THURSDAY JUNE 16 SWISS NATIONAL BANK
SNB Chair Jordan: We are moving into an unpleasant phase for monetary policy 5/25/2022
SNB Chair Thomas Jordan said in an interview on Wednesday that "we are moving into an unpleasant phase for monetary policy, reported Reuters.
Global monetary policy is moving for the first time since 2008 in a tightening direction, he added in the interview with Bilanz magazine, and the SNB will have to take into account the sharp rise of global inflation on Switzerland when deciding on monetary policy next month.
THURSDAY JUNE 16 BANK OF ENGLAND
Recession Threat Has Markets Doubting BOE on Rates
A clash is brewing between markets and the Bank of England.
As a recession looms over the economy, the central bank has signaled it’s wary of tipping the UK over the edge by moving too aggressively. But money market traders are holding tight to bets for a rapid tightening.
It’s putting a spotlight on the challenge facing BOE officials, who say they’re treading a fine line to keep the economy on track. But with inflation running so hot, investors argue that policy makers don’t have the luxury of being cautious and need to risk crashing the economy to stop price pressures from spiraling out of control.
“There is a dichotomy between BOE guidance and rate-market pricing,” said Imogen Bachra, a rates strategist at NatWest Markets Plc. “The market perceives the BOE to lack credibility.”

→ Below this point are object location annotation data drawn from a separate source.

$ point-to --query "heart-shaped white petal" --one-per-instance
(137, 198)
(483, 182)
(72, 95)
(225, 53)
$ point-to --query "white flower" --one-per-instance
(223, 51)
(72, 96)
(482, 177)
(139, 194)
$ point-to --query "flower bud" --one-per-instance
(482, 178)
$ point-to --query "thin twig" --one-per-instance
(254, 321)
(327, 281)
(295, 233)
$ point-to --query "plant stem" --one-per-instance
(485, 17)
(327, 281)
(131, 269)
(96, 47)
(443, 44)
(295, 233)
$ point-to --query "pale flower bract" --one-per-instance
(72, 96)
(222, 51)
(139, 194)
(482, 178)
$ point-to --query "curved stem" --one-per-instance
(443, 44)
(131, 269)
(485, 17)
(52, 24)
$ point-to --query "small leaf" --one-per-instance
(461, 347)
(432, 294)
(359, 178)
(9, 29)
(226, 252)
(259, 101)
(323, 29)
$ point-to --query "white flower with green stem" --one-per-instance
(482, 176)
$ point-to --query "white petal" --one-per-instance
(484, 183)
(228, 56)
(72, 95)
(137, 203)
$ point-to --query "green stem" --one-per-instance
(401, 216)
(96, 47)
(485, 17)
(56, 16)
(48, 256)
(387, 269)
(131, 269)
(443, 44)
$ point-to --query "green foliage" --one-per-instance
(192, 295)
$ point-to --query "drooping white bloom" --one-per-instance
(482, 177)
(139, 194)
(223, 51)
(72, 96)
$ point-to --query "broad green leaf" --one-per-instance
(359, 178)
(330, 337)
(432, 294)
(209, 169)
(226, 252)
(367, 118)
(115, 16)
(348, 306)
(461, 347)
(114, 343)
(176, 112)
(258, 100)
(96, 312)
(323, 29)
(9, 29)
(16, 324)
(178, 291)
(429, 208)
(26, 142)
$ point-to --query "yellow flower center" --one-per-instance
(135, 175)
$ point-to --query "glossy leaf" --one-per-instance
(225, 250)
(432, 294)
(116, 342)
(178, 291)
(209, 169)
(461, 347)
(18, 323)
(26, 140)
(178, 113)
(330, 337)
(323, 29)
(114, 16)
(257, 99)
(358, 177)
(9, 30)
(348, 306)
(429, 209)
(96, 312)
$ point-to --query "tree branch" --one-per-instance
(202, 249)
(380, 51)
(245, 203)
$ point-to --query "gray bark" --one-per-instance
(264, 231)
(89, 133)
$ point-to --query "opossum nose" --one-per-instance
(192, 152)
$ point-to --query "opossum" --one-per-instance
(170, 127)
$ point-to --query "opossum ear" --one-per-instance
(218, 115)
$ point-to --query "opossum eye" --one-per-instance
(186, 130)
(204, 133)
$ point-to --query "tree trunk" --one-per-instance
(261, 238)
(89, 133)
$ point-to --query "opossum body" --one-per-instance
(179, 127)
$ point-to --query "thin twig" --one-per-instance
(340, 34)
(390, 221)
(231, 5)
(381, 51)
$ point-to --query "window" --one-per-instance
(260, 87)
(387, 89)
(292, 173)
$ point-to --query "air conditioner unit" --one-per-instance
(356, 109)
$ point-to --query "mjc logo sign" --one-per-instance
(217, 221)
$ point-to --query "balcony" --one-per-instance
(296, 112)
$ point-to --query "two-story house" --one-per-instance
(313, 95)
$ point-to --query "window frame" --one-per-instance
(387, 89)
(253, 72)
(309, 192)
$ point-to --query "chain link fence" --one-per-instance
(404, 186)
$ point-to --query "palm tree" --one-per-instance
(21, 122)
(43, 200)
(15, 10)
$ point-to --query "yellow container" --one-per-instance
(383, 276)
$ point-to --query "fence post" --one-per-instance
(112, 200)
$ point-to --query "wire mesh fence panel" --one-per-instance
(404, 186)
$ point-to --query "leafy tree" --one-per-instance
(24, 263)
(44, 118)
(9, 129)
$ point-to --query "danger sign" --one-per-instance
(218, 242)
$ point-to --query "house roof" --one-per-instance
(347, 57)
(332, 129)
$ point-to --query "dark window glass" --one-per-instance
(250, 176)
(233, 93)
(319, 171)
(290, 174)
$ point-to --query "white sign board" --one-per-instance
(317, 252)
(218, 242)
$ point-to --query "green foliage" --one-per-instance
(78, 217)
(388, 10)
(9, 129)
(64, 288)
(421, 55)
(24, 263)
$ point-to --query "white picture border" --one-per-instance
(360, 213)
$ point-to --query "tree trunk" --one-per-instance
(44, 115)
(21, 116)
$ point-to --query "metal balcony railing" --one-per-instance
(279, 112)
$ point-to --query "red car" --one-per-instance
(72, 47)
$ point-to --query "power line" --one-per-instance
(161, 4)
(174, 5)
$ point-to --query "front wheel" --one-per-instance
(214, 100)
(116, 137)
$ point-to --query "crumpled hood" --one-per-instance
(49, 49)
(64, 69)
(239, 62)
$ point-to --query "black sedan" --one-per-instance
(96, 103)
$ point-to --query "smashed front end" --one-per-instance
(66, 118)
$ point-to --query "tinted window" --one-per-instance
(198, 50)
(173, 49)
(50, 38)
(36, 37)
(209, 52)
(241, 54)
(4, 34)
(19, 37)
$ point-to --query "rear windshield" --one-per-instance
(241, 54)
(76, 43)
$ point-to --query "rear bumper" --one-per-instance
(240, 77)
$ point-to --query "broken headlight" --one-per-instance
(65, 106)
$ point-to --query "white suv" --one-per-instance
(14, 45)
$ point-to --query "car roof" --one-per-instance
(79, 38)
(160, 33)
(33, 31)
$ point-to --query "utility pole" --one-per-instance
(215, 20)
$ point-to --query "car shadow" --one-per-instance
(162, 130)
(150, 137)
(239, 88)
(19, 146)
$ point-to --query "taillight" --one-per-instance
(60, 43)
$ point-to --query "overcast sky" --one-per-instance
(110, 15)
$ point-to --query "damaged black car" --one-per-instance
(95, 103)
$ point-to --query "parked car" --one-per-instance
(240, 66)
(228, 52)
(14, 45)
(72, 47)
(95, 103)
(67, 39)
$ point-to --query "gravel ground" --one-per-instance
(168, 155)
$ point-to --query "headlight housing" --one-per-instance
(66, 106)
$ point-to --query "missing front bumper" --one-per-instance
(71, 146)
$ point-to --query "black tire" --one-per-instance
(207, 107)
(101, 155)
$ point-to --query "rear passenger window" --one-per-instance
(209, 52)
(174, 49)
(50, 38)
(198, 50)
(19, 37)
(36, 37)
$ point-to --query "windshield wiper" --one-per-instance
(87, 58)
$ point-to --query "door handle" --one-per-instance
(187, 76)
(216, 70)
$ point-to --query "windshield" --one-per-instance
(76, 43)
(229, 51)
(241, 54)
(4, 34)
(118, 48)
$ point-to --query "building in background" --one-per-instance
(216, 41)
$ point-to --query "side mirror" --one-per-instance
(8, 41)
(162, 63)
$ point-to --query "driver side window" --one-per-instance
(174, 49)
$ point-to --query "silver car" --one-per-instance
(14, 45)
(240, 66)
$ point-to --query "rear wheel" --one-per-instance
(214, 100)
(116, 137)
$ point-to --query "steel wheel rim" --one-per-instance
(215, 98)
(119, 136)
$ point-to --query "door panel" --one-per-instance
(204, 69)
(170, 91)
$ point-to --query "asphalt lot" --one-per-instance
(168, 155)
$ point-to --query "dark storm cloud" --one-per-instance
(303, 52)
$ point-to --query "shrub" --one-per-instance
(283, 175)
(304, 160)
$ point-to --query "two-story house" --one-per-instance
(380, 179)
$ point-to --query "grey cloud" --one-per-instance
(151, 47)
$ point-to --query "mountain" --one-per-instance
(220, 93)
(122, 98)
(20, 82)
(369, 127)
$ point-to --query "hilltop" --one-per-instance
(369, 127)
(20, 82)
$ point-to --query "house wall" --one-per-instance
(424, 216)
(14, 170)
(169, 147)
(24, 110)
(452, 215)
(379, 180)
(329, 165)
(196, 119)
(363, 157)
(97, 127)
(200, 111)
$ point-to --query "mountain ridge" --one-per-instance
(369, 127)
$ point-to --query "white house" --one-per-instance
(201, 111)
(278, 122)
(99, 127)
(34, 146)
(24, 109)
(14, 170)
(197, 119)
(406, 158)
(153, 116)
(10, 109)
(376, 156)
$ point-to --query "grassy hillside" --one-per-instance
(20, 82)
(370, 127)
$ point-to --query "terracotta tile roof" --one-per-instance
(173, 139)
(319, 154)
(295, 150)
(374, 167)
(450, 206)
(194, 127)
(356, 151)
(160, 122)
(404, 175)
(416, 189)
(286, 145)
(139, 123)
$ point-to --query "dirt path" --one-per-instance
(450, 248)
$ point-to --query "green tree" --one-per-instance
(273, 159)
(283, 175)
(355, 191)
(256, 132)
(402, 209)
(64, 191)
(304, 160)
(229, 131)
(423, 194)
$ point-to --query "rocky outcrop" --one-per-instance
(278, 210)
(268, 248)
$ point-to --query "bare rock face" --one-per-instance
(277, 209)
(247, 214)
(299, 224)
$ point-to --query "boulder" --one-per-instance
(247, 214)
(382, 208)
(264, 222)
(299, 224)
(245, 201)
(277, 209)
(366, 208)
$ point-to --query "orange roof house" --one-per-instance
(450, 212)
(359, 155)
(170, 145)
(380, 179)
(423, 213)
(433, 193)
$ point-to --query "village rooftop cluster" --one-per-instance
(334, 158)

FRIDAY JUNE 17 BANK OF JAPAN
Bank of Japan must maintain easy policy until wages rise more: deputy governor Wakatabe
THE Bank of Japan must maintain massive monetary stimulus as inflation has yet to sustainably achieve its 2 per cent target, deputy governor Masazumi Wakatabe said on Wednesday, stressing the need to create an environment in which wages can rise faster.
Wakatabe also said monetary policy was not the right tool to deal with Japan’s recent cost-push inflation, which was driven mostly by soaring fuel costs rather than strong demand.
“Since rises in energy and food prices are mainly caused by cost-push factors from abroad, it is desirable to respond to them through measures other than monetary policy,” Wakatabe said in a speech.
“Possible options include fiscal policy and energy policy to reduce Japan’s dependence on petroleum and natural gas,” said Wakatabe, a former academic seen as a proponent of aggressive monetary easing.
Analysts expect rising fuel and raw material costs to keep Japan’s core consumer inflation, which hit 2.1 per cent in April, around the central bank’s 2 per cent target for most of this year.
But Wakatabe said Japan has yet to achieve the BOJ’s price target in a sustainable manner, adding that price rises must be backed by higher wages and heightening inflation expectations.